In 1918 he worked with airbrushes for the first time on photographic paper and in 1920, with K. Dreier and M. Duchamp, he founded the Société Anonyme, a company from which they manage all types of avant-garde activities (exhibitions, publications, installations, films, conferences, etc.). But for Ray, such experimentation was no match for the wild and chaotic streets of New York: “Dada can't live in New York. “All of New York is Dada and will not tolerate a rival.”
Paris
Thus, in 1921 he settled in Paris, where he would live until 1940, and there he centralized Parisian Dada. Faced with the impossibility of selling his work, Man Ray returns to photography. His first experimental works are the X-rays (rayograms) from 1921, photographic images taken without a camera (abstract images obtained with objects exposed on light-sensitive paper and then developed). He also takes portraits, in fact he becomes a portrait photographer of cultural personalities.
When surrealism separated from Dada in 1924, Ray was one of its founders and was included in the first surrealist exhibition at the Pierre gallery in Paris in 1925.
He makes surrealist sculptures modeled after the found art created by Marcel Duchamp, such as Object to be Destroyed (Object to be destroyed) from 1923; Man Ray added to a normal metronome (a device used to indicate the tempo or pulse of musical compositions), 26 cm high, a photograph of an eye on the needle. Nine years later Man Ray is abandoned by his partner, Lee Miller, as a result of which Man Ray replaced the eye of someone unknown with that of his former lover, and changed the title of the ready made By the Destruction object. In 1957, a group of students did, in effect, destroy the metronome, but Man Ray rebuilt it in 1963, and definitively titled it indestructible object, giving the work a conceptual turn. In the Reina Sofía Museum there is a giant-scale reproduction of this work preserved in the Museum of Modern Art in New York.

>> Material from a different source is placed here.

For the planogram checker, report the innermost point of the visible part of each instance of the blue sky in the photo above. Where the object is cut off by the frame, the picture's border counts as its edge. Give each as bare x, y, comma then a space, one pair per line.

Inspired by his Parisian model and lover Alice Prin, known as Kiki de Montparnasse, he takes the photograph The Violin of Ingres (1924)
In 1929 he filmed, mainly at the Villa Noailles, his short film Les Mystères du Château de Dé.
In the 1930s he created the series of solarizations, photographic negatives exposed to light, and continued painting in a surrealist style; He publishes several volumes of photographs and rayograms. Towards the end of the twenties he began to make avant-garde films, such as Starfish (1927). In 1936 his work was present in the exhibition 'Fantastic Art, Dada and Surrealism' at the Museum of Modern Art in New York.
In 1940, escaping the Nazi occupation of Paris (1940-1944), he settled in Hollywood and New York. During his stay in California he makes a living teaching as a professor. In 1946 he married Juliette Browner, in a double wedding along with that of Max Ernst and Dorothea Tanning.
Ray's fertile production avoids clear categorizations and reflects his agile and humorous sensibility. Paintings and photographs must include films, objects, collages, graphic works, drawings, advertising design and fashion. As a pioneer of Dada and Surrealism, his approach is characterized by the irrational and the incongruous, provoking eroticism and scandal. “The pursuit of freedom and pleasure; That occupies all my art,” he will say.
He returned to France in 1951. In 1963 he published his Autobiography. In 1973, the Metropolitan Museum in New York dedicated a retrospective to his photographic work. He died on November 18, 1976, in Paris, at the age of 86. His remains rest in the Montparnasse Cemetery.